But Mona was still out here somewhere, Beth couldn’t help but think as the howl of the storm grew out of the depths below. She was inexperienced and alone, a child, gripped with the terror of a frozen doom.
And she was going to die.
Standing, Beth looked in every direction for any sign of the yellow down suit. There were no tracks from her body sliding down, helplessly lost to the rocks below; there were no tiny boot prints leading away, down the way with her teammates. Had the mountain wrapped its arms around her and absorbed her into its belly, claiming its first human remains?
Beth walked a circle around the spot, blood pumping in desperation.
Where the hell is she?
The woman was gone.

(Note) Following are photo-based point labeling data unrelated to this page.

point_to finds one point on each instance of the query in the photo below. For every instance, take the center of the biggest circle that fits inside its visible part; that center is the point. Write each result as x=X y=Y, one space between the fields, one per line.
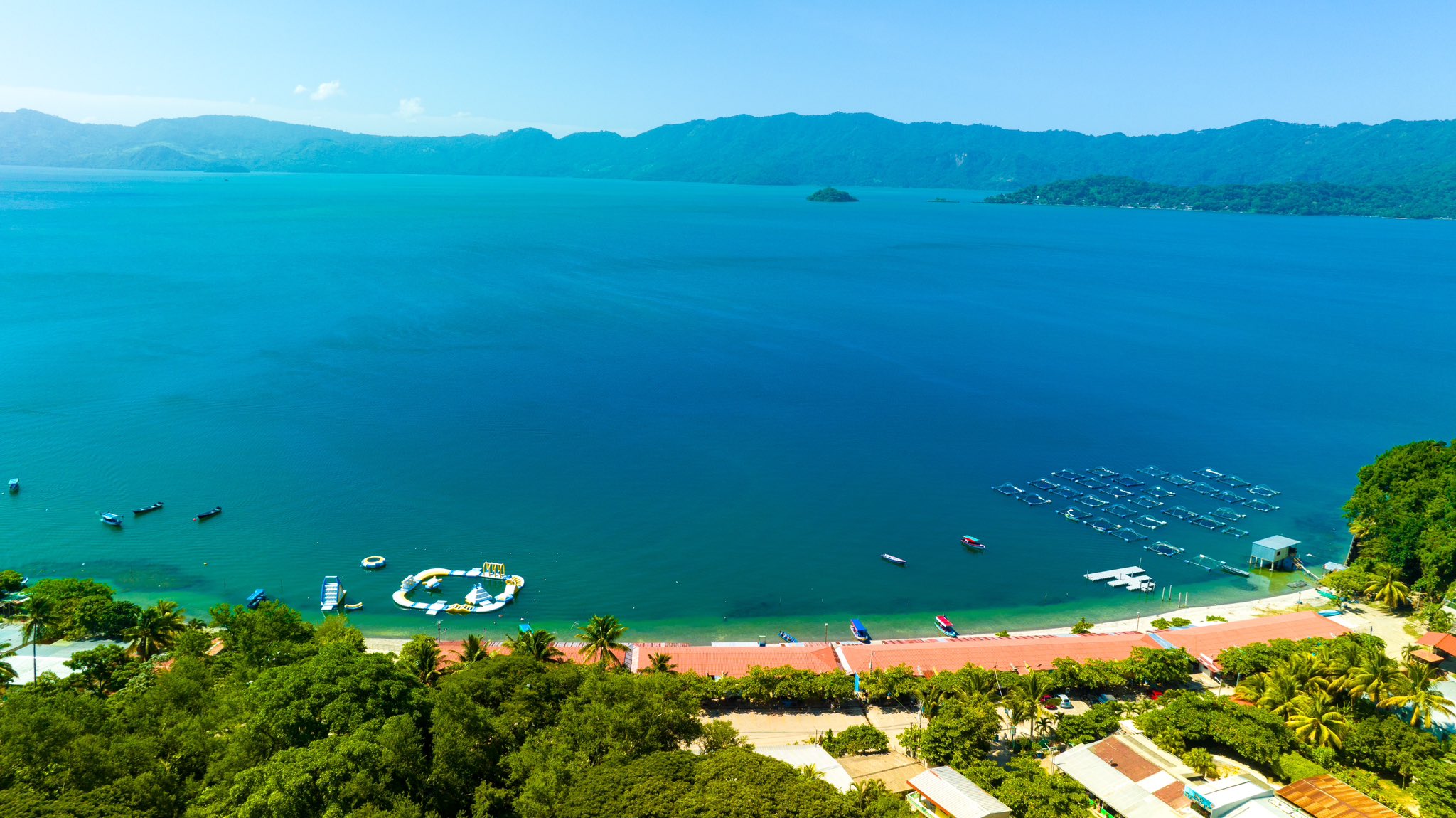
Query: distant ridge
x=786 y=149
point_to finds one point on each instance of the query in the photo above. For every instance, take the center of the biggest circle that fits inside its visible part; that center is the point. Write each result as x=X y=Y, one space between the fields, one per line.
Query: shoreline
x=1231 y=612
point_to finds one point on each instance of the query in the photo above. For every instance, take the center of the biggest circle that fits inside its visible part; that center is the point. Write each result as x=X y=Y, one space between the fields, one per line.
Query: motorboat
x=329 y=594
x=944 y=626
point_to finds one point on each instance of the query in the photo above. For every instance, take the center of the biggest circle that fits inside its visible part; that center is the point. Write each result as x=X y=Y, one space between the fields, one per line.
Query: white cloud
x=410 y=108
x=326 y=90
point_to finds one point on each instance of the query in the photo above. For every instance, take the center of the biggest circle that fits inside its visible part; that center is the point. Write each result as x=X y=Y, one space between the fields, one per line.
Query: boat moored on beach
x=944 y=626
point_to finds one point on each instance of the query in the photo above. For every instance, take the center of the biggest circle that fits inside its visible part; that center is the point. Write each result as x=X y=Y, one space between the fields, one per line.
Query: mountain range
x=786 y=149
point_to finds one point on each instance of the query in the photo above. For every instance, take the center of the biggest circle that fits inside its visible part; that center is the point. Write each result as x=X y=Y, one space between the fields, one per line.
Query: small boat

Or – Beth reasoned finally – maybe she was there, but had simply melded with the blank world around her. It was impossible, of course, Beth decided, but at places like this, the impossible seemed to pop up all the time. Extreme cold and altitude did horrific wonders to the human brain, especially when deprived of sleep and solid food – hallucinations and visions were commonplace. She thought of Beck Weathers, the dead man walking of Everest in 1996, the man who’d been left on the South Col and awoke in the snow with a block of solid ice frozen to his face. Yet Weathers claimed to have seen a vision of his wife and children, beckoning him. Near-blind and stumbling dangerously close to the jagged edge of the mountain that tumbled thousands of feet to the valleys of Tibet, Weathers miraculously wandered about two hundred meters straight back into Camp 4. If an inexperienced doctor from Texas could survive, perhaps Mona could, too.
“Mona!” she called. “Mona!”
The wind bellowed in reply. Her calls couldn’t have traveled more than a yard. Still, she called. “Mona! Mona Cattaneo! Are you here? Mona!” She waited, her voice burning from the effort. Thirty seconds, she told herself, eyeing the oil-black clouds that walled up the northern half of the continent. Thirty seconds, then Mona was on her own.
She waited, looking around her again. Still no yellow. Still no human life to speak of. Twenty seconds. She called again weakly, with hope that faded like the afternoon light of her summit day. Let her go, Beth told herself. You need the strength to get down. The storm boiled near. Thunder rolled softly over the empty plain below her, rebounding between the crags in an unholy symphony.
She called. This is the last time, she told herself. She was getting terribly cold, sitting alone on the mountain face. She stood, stretching her legs and swinging her arms. The wind screamed for a moment, a terrible sound, and Beth shuddered at it. She looked below; It was a long way down.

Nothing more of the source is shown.